The Cloudflare DNS Outage: A Config Change That Took Down Millions of Sites

One day in 2025, millions of websites went offline for roughly an hour. No ransomware. No DDoS. No nation-state threat actor. A configuration change in Cloudflare's infrastructure propagated globally, took down their DNS resolver (1.1.1.1), and your site's uptime depended on a change you had zero visibility into.

That's the cloudflare dns outage story — and the real lesson isn't about Cloudflare. It's about how developers build systems that depend on a single vendor for everything.

What actually happened

Cloudflare pushed a routing configuration change — related to BGP (Border Gateway Protocol), the system that governs how traffic is directed between networks — that didn't behave as expected.

BGP misconfigurations are notoriously hard to catch before they go live. A rule propagates globally in minutes. By the time you realize something is wrong, every anycast DNS node is already affected. Recovery isn't flipping a switch — it's rolling back a change that's already spread across hundreds of points of presence worldwide.

The result: 1.1.1.1, Cloudflare's DNS resolver, became unreachable for a significant portion of users. Requests that should have resolved a domain to an IP address just... didn't. Sites that relied entirely on Cloudflare's infrastructure — DNS, CDN, WAF, all of it — went dark simultaneously.

Recovery took roughly 60-90 minutes. For most sites, that's between $1,000 and $50,000 in lost revenue, depending on scale. For a solo developer whose side project just happened to be featured on Hacker News that day, it's a different kind of painful.

Why this hits differently than a hack

When a hacker takes you down, you have a clear adversary. You know what happened. There's a response playbook: isolate, assess, patch, communicate.

When your vendor's own engineer causes the outage, none of your defenses matter. Your WAF didn't fail. Your security posture didn't fail. Your DDoS protection was fine. A completely internal change at a third party company took you offline and you had no warning, no control, and no recourse except waiting.

This is the operational risk category that developers rarely model. We spend a lot of time thinking about what an attacker might do to our systems. We spend almost no time thinking about what our vendors might accidentally do to our systems.

The threat model is different, but the impact is identical.

The single-vendor trap

Cloudflare's appeal is obvious. You point your nameservers there, enable the proxy, turn on the WAF, add DDoS protection, configure caching rules — and suddenly your $7/month VPS is hiding behind enterprise infrastructure. The integration is seamless, the docs are excellent, and the free tier is genuinely generous.
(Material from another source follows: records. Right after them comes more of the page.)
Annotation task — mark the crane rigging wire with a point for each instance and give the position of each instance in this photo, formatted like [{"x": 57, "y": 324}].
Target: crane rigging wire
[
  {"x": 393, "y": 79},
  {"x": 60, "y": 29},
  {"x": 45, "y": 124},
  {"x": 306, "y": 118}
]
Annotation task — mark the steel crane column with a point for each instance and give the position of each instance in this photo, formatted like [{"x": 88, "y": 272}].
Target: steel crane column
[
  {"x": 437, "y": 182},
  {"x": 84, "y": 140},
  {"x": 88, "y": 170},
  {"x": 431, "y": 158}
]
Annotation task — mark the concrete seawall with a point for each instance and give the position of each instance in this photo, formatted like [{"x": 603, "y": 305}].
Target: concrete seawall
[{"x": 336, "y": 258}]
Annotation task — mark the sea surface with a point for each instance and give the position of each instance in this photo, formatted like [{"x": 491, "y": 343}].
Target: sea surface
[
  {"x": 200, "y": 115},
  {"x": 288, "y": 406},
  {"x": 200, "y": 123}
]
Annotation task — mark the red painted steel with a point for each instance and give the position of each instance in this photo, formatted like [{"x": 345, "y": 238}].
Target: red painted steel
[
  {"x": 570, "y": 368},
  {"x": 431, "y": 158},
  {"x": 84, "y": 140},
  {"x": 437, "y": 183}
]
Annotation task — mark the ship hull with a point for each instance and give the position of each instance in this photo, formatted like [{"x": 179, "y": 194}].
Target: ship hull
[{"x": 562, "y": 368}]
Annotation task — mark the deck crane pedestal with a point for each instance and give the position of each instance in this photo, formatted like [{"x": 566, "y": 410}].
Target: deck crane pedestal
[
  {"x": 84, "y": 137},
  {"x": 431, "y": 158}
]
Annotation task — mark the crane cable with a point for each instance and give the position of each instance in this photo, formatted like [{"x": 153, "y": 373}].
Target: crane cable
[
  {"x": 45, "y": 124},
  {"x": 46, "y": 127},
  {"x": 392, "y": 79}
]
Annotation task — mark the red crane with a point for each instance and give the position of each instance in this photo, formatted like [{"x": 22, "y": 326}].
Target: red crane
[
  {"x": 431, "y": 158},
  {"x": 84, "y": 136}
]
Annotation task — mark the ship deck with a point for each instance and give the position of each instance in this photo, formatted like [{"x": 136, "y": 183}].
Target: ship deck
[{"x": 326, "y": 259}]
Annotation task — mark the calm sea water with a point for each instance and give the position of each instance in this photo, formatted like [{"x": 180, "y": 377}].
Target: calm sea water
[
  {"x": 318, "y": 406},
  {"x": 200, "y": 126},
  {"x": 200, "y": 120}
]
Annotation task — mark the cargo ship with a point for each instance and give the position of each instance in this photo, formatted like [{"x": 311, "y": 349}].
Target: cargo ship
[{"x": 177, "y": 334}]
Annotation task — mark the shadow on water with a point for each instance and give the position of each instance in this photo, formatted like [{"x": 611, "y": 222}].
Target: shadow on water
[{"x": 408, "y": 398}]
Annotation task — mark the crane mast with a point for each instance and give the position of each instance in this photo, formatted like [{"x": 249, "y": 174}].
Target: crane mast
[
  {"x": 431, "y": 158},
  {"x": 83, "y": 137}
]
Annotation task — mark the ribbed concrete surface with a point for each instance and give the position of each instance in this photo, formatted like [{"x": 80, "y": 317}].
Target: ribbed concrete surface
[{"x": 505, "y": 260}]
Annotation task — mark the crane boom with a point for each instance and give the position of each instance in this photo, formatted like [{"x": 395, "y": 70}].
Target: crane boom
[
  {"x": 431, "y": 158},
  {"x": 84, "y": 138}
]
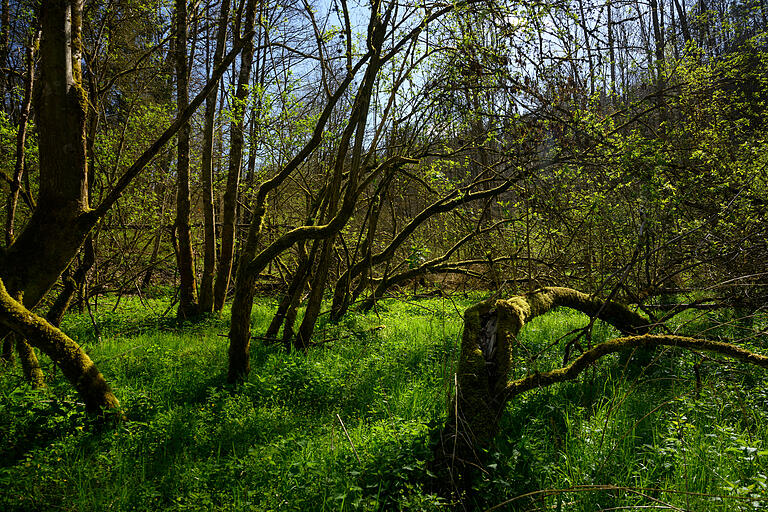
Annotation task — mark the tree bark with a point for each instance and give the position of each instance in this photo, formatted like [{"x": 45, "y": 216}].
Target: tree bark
[
  {"x": 486, "y": 363},
  {"x": 206, "y": 171},
  {"x": 236, "y": 136},
  {"x": 21, "y": 136},
  {"x": 75, "y": 364},
  {"x": 188, "y": 306}
]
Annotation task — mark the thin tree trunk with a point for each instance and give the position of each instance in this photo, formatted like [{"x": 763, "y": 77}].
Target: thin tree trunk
[
  {"x": 206, "y": 171},
  {"x": 229, "y": 219},
  {"x": 75, "y": 364},
  {"x": 21, "y": 137},
  {"x": 71, "y": 284},
  {"x": 5, "y": 46},
  {"x": 188, "y": 306}
]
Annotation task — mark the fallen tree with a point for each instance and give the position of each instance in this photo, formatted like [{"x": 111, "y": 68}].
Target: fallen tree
[{"x": 486, "y": 365}]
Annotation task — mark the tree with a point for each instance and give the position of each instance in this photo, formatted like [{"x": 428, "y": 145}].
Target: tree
[
  {"x": 487, "y": 363},
  {"x": 63, "y": 217}
]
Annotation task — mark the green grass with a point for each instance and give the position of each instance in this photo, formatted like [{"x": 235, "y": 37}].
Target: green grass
[{"x": 277, "y": 442}]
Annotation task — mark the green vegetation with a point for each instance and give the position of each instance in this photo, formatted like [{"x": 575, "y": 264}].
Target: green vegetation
[{"x": 620, "y": 436}]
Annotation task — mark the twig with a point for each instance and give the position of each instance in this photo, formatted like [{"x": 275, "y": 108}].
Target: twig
[{"x": 349, "y": 438}]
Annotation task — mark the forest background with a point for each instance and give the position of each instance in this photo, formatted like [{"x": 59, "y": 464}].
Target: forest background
[{"x": 243, "y": 240}]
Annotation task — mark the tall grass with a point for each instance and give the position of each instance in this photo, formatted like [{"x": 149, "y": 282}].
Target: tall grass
[{"x": 349, "y": 425}]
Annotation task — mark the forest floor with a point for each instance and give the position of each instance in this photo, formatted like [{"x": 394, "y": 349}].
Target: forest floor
[{"x": 351, "y": 424}]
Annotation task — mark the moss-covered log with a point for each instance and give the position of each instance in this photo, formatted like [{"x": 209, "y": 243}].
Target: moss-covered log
[
  {"x": 75, "y": 364},
  {"x": 485, "y": 366}
]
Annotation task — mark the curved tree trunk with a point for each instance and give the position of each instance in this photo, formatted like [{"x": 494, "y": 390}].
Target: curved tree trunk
[
  {"x": 487, "y": 356},
  {"x": 21, "y": 138},
  {"x": 206, "y": 171},
  {"x": 236, "y": 137},
  {"x": 75, "y": 364}
]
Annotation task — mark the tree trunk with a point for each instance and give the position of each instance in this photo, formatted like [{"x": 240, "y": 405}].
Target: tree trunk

The trap is that you've now routed your domain, DNS resolution, CDN layer, DDoS protection, and firewall through a single vendor. One blast radius. When Cloudflare has an outage, everything goes down simultaneously — not as separate failures you might be able to route around, but as a single correlated event.

Many developers don't even realize how deep this dependency goes until something breaks.

DNS resilience: what your options actually are

You don't have to abandon Cloudflare. You do have to stop treating any single vendor as a hard dependency.

Use a secondary DNS provider

Most domain registrars let you specify multiple authoritative nameservers. When your primary DNS is Cloudflare, adding a secondary from a different provider — AWS Route 53, NS1, or Hetzner — means that if Cloudflare's nameservers are unreachable, resolvers can fall back to the secondary.

Here's what that looks like in a typical Terraform setup with Route 53 as the secondary:

# Cloudflare as primary, Route 53 as secondary
# Both serve identical zone records
 
resource "aws_route53_zone" "secondary" {
  name    = "yourdomain.com"
  comment = "Secondary DNS — fallback if Cloudflare is unreachable"
}
 
resource "aws_route53_record" "apex" {
  zone_id = aws_route53_zone.secondary.zone_id
  name    = "yourdomain.com"
  type    = "A"
  ttl     = 3600
  records = ["your.origin.ip.address"] # GOOD: direct to origin, bypasses CF proxy
}

You then add both the Cloudflare nameservers and the Route 53 nameservers to your domain registrar. Both serve the same records. When one is unavailable, DNS resolvers use the other.

The catch: the Route 53 records point directly to your origin, bypassing the Cloudflare proxy. That's the point — it's a fallback, not a parallel CDN. You lose caching and WAF protection during a Cloudflare outage, but your site stays up.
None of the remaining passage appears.